“Achamos que dizemos o que queremos, mas é o que quiseram os outros, mais particularmente nossa família, que nos fala. Escutem esse nós como um objeto direto. Somos falados e, por causa disso, fazemos, dos acasos que nos levam, alguma coisa de tramado. Com efeito, há uma trama – chamemos isso de nosso destino.”
Jacques Lacan / 16-6-1975

Um traço decisivo do estado atual da civilização ocidental é que as famílias se modificaram ao ritmo do declínio do pai: ampliadas, juntadas, monoparentais, homoparentais…, as famílias incorporam em seu seio as consequências do fato de que o tradicional pai de família já não é mais o que era. Isso é assim, por mais que os renovos nostálgicos ou retornos fundamentalistas pretendam convocá-lo novamente, ou servir-se cinicamente dele.

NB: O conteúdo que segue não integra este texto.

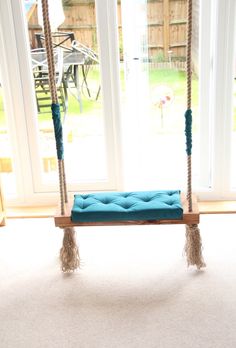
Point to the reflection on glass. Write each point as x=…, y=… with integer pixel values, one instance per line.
x=79, y=93
x=6, y=163
x=233, y=162
x=154, y=52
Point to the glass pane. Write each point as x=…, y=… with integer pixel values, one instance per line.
x=233, y=162
x=7, y=171
x=79, y=90
x=153, y=58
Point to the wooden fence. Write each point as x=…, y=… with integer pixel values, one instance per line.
x=166, y=26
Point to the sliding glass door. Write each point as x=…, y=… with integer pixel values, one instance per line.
x=85, y=93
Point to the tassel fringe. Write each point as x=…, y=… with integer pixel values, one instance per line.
x=69, y=253
x=193, y=246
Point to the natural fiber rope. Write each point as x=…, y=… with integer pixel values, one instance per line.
x=53, y=91
x=64, y=182
x=49, y=51
x=189, y=98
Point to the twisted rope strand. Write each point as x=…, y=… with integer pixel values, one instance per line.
x=189, y=98
x=53, y=91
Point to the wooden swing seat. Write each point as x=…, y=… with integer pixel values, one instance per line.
x=69, y=219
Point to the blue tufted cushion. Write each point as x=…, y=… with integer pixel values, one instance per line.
x=125, y=206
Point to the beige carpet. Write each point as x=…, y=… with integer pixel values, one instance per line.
x=134, y=290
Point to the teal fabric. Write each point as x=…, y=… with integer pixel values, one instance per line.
x=124, y=206
x=188, y=131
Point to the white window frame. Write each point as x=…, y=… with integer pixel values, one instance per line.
x=21, y=95
x=216, y=116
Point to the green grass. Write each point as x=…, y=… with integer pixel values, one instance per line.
x=173, y=78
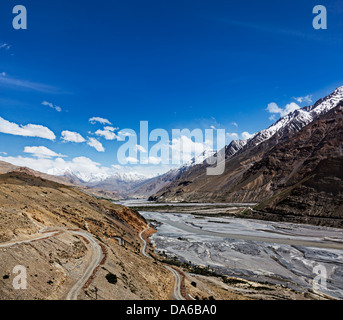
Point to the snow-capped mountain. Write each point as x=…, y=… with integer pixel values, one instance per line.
x=238, y=182
x=297, y=119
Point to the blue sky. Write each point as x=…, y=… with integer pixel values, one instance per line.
x=176, y=64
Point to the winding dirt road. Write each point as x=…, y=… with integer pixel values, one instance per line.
x=96, y=260
x=97, y=253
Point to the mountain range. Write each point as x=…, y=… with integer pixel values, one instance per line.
x=274, y=166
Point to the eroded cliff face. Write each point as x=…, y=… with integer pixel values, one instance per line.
x=317, y=199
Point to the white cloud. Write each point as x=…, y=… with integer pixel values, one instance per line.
x=51, y=105
x=132, y=160
x=100, y=120
x=231, y=136
x=275, y=109
x=154, y=160
x=42, y=152
x=246, y=135
x=184, y=149
x=107, y=133
x=27, y=85
x=92, y=142
x=125, y=134
x=70, y=136
x=29, y=130
x=307, y=99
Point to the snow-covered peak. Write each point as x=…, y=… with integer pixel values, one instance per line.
x=298, y=119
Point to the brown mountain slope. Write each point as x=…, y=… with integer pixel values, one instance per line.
x=317, y=199
x=257, y=173
x=57, y=232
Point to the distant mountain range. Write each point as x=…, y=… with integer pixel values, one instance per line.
x=284, y=168
x=276, y=164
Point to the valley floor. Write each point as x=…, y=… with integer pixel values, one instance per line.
x=285, y=255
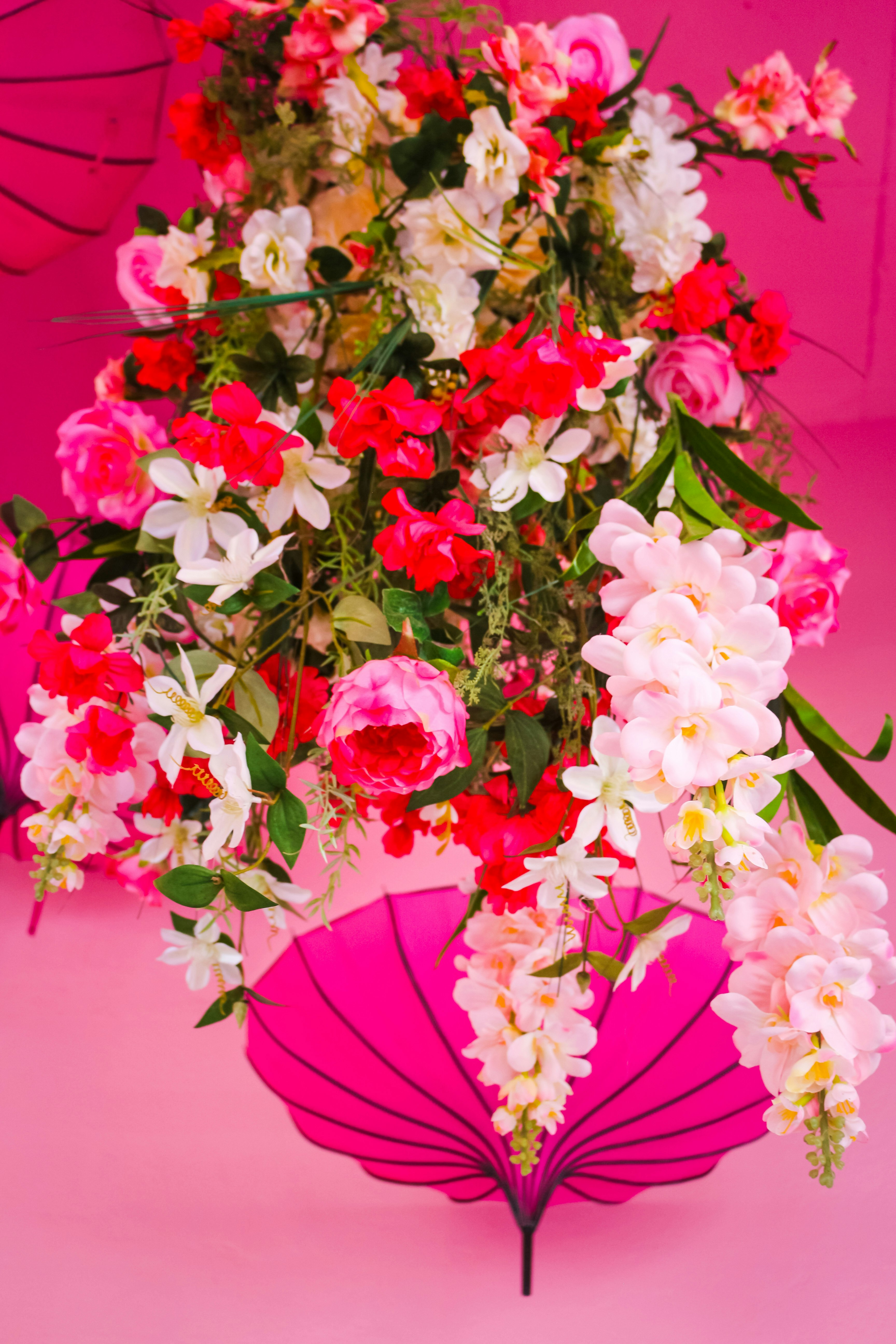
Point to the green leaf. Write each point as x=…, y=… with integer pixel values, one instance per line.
x=819, y=822
x=528, y=752
x=696, y=496
x=651, y=920
x=287, y=826
x=606, y=967
x=222, y=1007
x=456, y=781
x=269, y=591
x=242, y=896
x=400, y=607
x=190, y=886
x=80, y=604
x=264, y=772
x=715, y=453
x=805, y=714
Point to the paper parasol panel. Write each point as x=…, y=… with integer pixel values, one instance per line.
x=81, y=100
x=366, y=1053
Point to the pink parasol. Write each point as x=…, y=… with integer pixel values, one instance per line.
x=366, y=1052
x=81, y=97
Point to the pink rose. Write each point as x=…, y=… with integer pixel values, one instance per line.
x=598, y=50
x=100, y=452
x=394, y=725
x=19, y=591
x=703, y=374
x=768, y=104
x=139, y=263
x=810, y=575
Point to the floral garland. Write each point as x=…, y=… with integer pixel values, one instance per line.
x=469, y=495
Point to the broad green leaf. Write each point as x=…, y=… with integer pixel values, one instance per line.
x=807, y=716
x=287, y=826
x=456, y=781
x=265, y=773
x=651, y=920
x=820, y=824
x=190, y=886
x=242, y=896
x=715, y=453
x=528, y=752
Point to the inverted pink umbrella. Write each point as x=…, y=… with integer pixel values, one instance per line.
x=81, y=97
x=366, y=1052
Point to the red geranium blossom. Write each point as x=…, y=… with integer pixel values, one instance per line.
x=166, y=363
x=84, y=667
x=428, y=546
x=203, y=132
x=765, y=342
x=103, y=740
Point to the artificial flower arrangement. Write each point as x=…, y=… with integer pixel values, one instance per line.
x=469, y=498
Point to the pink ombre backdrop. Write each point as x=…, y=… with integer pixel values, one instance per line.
x=155, y=1193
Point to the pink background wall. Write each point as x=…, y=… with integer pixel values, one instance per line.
x=155, y=1193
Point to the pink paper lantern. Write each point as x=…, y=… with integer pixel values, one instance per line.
x=366, y=1052
x=81, y=99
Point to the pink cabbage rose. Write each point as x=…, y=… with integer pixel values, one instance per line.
x=702, y=373
x=139, y=263
x=598, y=50
x=768, y=104
x=100, y=452
x=19, y=591
x=810, y=575
x=394, y=725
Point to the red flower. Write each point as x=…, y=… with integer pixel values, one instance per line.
x=166, y=363
x=430, y=90
x=379, y=418
x=103, y=740
x=428, y=546
x=766, y=341
x=203, y=132
x=82, y=667
x=283, y=679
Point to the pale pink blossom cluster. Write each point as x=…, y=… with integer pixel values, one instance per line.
x=807, y=929
x=530, y=1031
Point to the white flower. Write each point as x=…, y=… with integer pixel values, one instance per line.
x=528, y=464
x=186, y=705
x=496, y=156
x=453, y=228
x=444, y=300
x=236, y=573
x=229, y=812
x=202, y=951
x=174, y=842
x=613, y=792
x=178, y=252
x=277, y=249
x=305, y=475
x=569, y=867
x=191, y=517
x=648, y=948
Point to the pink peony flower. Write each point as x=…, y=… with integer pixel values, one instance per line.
x=598, y=50
x=139, y=263
x=19, y=591
x=810, y=575
x=100, y=452
x=768, y=104
x=394, y=725
x=829, y=99
x=702, y=373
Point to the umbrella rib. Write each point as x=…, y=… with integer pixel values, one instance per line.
x=379, y=1056
x=351, y=1092
x=47, y=218
x=76, y=154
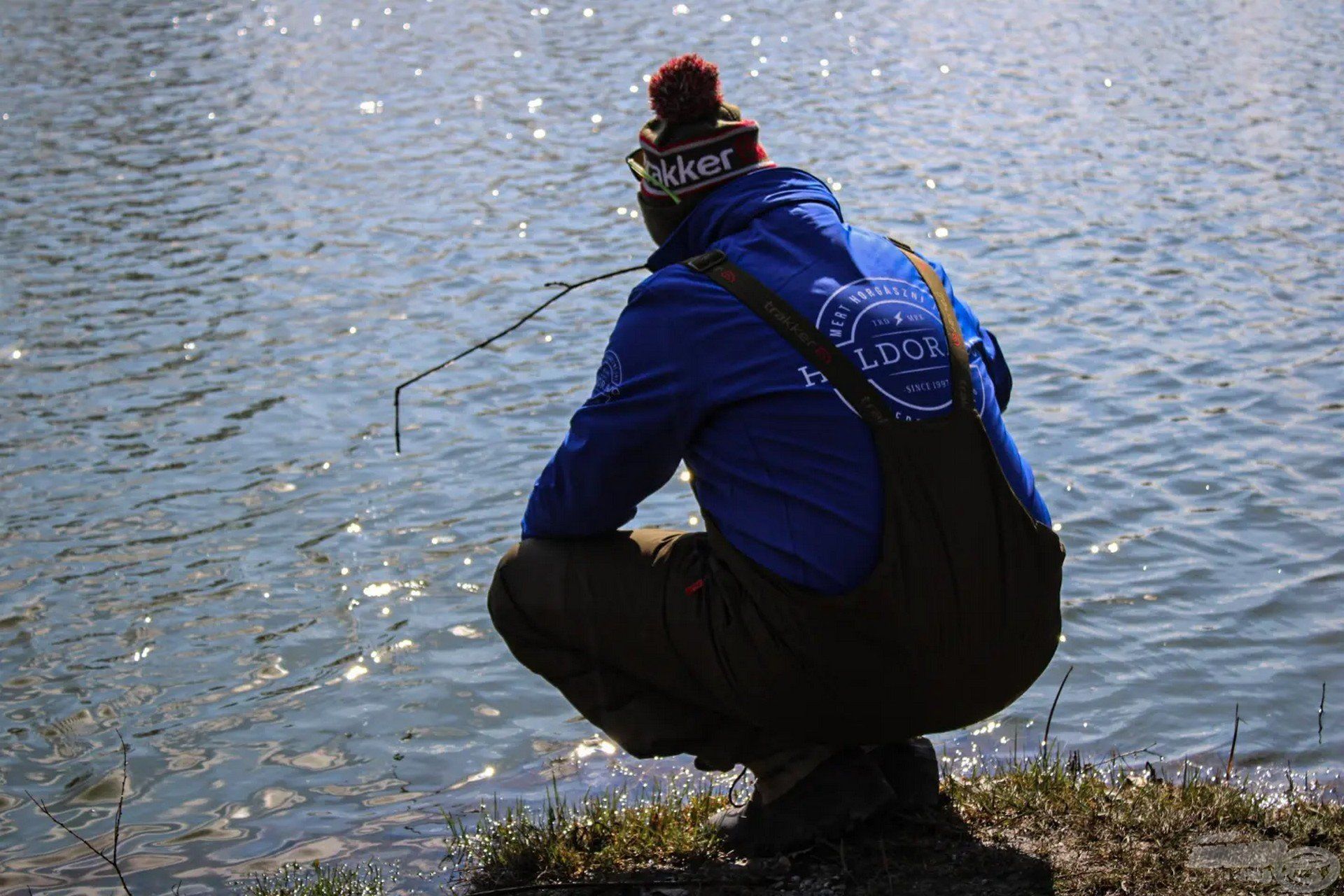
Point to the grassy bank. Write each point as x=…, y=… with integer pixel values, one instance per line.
x=1047, y=827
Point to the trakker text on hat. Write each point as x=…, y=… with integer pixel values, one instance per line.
x=694, y=143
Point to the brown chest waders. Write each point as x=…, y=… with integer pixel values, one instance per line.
x=961, y=613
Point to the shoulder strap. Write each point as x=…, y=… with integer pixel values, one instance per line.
x=962, y=393
x=800, y=332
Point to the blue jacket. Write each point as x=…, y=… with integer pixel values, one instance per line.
x=780, y=461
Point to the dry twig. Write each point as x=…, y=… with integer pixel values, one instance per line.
x=116, y=828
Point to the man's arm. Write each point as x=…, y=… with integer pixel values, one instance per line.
x=626, y=440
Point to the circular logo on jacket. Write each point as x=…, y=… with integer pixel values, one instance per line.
x=891, y=331
x=608, y=379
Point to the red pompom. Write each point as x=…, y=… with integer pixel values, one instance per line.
x=686, y=89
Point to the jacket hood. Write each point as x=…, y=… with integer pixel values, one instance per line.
x=734, y=206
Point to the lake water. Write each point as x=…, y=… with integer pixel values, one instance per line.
x=229, y=229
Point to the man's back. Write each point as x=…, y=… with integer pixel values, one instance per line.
x=784, y=468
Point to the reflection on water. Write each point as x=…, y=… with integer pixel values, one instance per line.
x=230, y=229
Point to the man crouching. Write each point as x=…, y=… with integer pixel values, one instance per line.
x=878, y=564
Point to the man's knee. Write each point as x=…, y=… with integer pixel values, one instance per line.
x=526, y=578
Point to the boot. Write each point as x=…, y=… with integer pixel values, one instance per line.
x=911, y=771
x=841, y=790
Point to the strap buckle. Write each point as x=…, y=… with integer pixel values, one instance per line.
x=702, y=264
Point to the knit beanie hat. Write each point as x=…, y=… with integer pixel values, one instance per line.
x=694, y=143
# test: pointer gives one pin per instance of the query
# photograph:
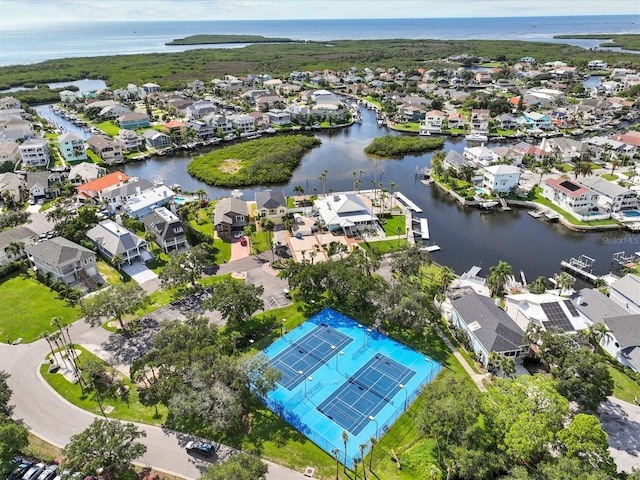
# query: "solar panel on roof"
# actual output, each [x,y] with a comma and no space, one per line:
[572,308]
[556,317]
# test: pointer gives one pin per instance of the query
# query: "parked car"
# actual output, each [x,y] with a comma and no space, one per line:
[49,473]
[195,447]
[34,471]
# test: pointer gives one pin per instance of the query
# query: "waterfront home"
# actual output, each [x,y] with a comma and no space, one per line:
[93,190]
[570,196]
[612,197]
[119,194]
[166,228]
[72,147]
[501,178]
[132,121]
[347,212]
[155,139]
[129,140]
[112,239]
[480,120]
[271,204]
[14,185]
[34,152]
[505,121]
[9,152]
[546,310]
[85,172]
[15,235]
[535,121]
[626,292]
[279,117]
[230,215]
[8,103]
[106,148]
[488,327]
[64,261]
[142,204]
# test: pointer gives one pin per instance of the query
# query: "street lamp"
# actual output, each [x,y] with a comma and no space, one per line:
[373,419]
[406,395]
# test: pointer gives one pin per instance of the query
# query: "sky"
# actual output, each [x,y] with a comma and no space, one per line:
[15,13]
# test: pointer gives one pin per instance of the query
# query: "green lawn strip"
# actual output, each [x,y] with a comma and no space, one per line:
[394,225]
[385,246]
[32,306]
[131,410]
[624,387]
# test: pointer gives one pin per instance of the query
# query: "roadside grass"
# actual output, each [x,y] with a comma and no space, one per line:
[128,408]
[394,225]
[30,307]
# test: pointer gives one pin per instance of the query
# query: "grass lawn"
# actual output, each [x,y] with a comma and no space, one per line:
[124,409]
[395,225]
[33,306]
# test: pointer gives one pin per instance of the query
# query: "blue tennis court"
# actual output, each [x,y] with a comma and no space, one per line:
[340,376]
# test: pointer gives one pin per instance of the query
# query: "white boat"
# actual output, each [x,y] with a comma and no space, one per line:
[475,136]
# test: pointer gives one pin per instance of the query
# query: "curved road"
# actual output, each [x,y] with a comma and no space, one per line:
[55,420]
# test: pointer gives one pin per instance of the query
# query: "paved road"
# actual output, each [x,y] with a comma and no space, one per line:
[50,417]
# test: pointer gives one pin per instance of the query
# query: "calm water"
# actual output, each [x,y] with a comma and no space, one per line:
[44,42]
[467,237]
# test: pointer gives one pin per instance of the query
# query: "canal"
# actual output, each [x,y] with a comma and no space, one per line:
[467,236]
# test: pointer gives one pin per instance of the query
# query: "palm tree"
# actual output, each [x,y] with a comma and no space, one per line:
[498,277]
[345,439]
[335,452]
[373,442]
[362,446]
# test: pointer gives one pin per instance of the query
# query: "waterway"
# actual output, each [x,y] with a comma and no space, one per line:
[467,236]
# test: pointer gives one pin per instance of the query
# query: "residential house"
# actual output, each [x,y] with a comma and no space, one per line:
[272,205]
[72,147]
[612,197]
[501,178]
[142,204]
[626,292]
[118,195]
[535,121]
[480,120]
[279,117]
[433,122]
[113,239]
[129,140]
[230,215]
[21,236]
[488,327]
[65,261]
[167,229]
[15,185]
[504,121]
[106,148]
[35,152]
[9,152]
[570,196]
[132,121]
[347,212]
[85,172]
[156,140]
[94,189]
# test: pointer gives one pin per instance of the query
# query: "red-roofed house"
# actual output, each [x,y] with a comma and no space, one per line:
[570,196]
[93,189]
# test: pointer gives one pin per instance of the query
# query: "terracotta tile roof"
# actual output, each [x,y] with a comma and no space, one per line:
[103,182]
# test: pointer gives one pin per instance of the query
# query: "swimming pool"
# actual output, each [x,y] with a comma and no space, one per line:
[341,376]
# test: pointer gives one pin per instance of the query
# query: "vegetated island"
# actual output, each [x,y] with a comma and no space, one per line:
[219,39]
[255,162]
[394,146]
[629,41]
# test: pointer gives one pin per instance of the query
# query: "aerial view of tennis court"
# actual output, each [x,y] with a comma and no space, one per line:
[338,375]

De uma forma ou de outra, até agora ninguém pôde escapar dos assuntos de família. Tendo em vista os encontros e desencontros causados pelos deslizamentos do desejo humano, o laço social encontra na família um referente necessário a partir do qual homens e mulheres se tornam mães, pais e filhos – com suas desinências – para fixar, baseados nele e em seus corpos, as versões singulares do mal-entendido entre os sexos, pautados nas respostas de suas fantasias inconscientes.

Tanto é assim que os divãs analíticos registram o quanto aqueles que neles se deitam não deixam de falar de assuntos de família, de oferecer a seus analistas a obscura trama do que consideram seus destinos – trama que, ao desenrolar-se entre relatos, sonhos e associações, revela as contingências dos acontecimentos vividos, logo transformados em necessários ao serem processados pela substância gozante que anima cada um.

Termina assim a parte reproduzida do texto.